问题的简要描述:编写一个函数isambig(grammar,start,string),它采用有限上下文无关语法(编码为python字典)、语法的起始符号和字符串。如果有两个解析树指向字符串,那么语法是模糊的(或者至少这是我对模糊性的理解——如果我错了,请纠正我)。如果语法不明确,则返回True。否则返回False。
测试用例:
grammar1 = [
("S", [ "P", ]),
("S", [ "a", "Q", ]) ,
("P", [ "a", "T"]),
("P", [ "c" ]),
("Q", [ "b" ]),
("T", [ "b" ]),
]
print isambig(grammar1, "S", ["a", "b"]) == True
print isambig(grammar1, "S", ["c"]) == False
grammar2 = [
("A", [ "B", ]),
("B", [ "C", ]),
("C", [ "D", ]),
("D", [ "E", ]),
("E", [ "F", ]),
("E", [ "G", ]),
("E", [ "x", "H", ]),
("F", [ "x", "H"]),
("G", [ "x", "H"]),
("H", [ "y", ]),
]
print isambig(grammar2, "A", ["x", "y"]) == True
print isambig(grammar2, "E", ["y"]) == False
grammar3 = [ # Rivers in Kenya
("A", [ "B", "C"]),
("A", [ "D", ]),
("B", [ "Dawa", ]),
("C", [ "Gucha", ]),
("D", [ "B", "Gucha"]),
("A", [ "E", "Mbagathi"]),
("A", [ "F", "Nairobi"]),
("E", [ "Tsavo" ]),
("F", [ "Dawa", "Gucha" ])
]
print isambig(grammar3, "A", ["Dawa", "Gucha"]) == True
print isambig(grammar3, "A", ["Dawa", "Gucha", "Nairobi"]) == False
print isambig(grammar3, "A", ["Tsavo"]) == False
我添加了自己的测试用例。我不确定这是否正确,但我只能看到可能的一个解析树导致字符串"a b",因此该字符串不会证明语法不明确。我不认为语法含糊不清。
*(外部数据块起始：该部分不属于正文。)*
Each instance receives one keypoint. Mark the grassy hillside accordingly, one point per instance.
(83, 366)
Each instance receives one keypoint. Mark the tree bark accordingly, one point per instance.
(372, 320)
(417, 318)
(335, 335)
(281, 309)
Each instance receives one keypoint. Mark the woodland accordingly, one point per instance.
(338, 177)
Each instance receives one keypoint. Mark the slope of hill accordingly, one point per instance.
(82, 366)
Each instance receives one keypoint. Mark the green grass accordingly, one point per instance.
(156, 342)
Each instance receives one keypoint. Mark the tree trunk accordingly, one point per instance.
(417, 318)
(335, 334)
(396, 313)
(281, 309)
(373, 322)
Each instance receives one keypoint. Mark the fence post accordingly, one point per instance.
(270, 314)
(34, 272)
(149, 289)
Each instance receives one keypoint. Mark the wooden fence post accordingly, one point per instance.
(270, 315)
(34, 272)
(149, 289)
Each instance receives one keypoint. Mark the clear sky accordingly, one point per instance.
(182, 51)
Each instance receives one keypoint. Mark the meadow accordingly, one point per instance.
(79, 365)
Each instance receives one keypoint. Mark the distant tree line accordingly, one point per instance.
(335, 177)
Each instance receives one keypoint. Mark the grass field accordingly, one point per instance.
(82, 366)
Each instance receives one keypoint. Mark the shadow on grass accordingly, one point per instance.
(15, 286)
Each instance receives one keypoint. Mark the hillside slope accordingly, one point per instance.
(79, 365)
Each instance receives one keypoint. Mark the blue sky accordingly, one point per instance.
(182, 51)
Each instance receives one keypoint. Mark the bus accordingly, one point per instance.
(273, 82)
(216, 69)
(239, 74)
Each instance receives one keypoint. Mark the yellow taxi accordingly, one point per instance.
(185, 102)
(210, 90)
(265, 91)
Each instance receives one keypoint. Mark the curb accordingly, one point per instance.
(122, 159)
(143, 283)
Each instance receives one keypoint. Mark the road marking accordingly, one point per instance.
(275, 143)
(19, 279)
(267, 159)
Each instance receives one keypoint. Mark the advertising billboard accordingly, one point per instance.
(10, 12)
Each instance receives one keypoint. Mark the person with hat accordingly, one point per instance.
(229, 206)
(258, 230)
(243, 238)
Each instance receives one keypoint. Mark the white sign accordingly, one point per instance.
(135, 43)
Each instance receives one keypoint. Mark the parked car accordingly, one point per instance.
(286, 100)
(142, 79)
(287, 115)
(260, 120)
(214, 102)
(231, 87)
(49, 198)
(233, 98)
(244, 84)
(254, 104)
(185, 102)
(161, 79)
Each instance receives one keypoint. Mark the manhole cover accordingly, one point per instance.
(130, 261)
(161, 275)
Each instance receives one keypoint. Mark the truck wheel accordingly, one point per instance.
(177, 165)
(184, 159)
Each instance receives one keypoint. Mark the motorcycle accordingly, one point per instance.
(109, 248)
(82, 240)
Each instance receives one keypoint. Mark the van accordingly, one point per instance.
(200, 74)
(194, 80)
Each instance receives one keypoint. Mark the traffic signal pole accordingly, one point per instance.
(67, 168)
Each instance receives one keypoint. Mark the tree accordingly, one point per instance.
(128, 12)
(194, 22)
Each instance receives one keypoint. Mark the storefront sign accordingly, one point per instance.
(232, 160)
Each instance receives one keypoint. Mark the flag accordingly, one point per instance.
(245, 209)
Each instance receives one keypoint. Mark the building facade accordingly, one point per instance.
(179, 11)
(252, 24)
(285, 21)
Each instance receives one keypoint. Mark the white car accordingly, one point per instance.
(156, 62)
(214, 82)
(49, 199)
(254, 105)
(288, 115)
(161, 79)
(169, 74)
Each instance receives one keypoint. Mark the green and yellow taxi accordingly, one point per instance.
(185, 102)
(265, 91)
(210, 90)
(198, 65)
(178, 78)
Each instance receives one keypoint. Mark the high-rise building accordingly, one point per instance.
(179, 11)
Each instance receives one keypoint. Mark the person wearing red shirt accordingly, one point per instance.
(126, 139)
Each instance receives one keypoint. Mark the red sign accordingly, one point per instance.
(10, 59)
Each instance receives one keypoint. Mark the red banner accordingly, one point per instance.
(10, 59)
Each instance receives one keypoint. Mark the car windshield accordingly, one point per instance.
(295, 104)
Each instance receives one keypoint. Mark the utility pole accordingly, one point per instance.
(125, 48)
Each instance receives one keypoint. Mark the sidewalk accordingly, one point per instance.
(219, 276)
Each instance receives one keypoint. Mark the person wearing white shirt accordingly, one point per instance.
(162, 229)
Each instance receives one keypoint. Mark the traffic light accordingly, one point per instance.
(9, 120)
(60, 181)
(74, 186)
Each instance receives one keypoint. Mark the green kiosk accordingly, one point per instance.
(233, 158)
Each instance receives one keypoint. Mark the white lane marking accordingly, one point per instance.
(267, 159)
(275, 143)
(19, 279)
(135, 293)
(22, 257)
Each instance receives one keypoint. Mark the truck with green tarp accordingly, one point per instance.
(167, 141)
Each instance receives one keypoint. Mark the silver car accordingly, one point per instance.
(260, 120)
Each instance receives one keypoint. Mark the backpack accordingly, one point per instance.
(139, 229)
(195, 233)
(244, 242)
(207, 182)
grammar4 = [ # Simple test case
("S", [ "P", "Q"]),
("P", [ "a", ]),
("Q", [ "b", ]),
]
print isambig(grammar4, "S", ["a", "b"]) == False
以下是"官方"程序:
def expand(tokens_and_derivation, grammar):
(tokens,derivation) = tokens_and_derivation
for token_pos in range(len(tokens)):
for rule_index in range(len(grammar)):
rule = grammar[rule_index]
if tokens[token_pos] == rule[0]:
yield ((tokens[0:token_pos] + rule[1] + tokens[token_pos+1:]), derivation + [rule_index])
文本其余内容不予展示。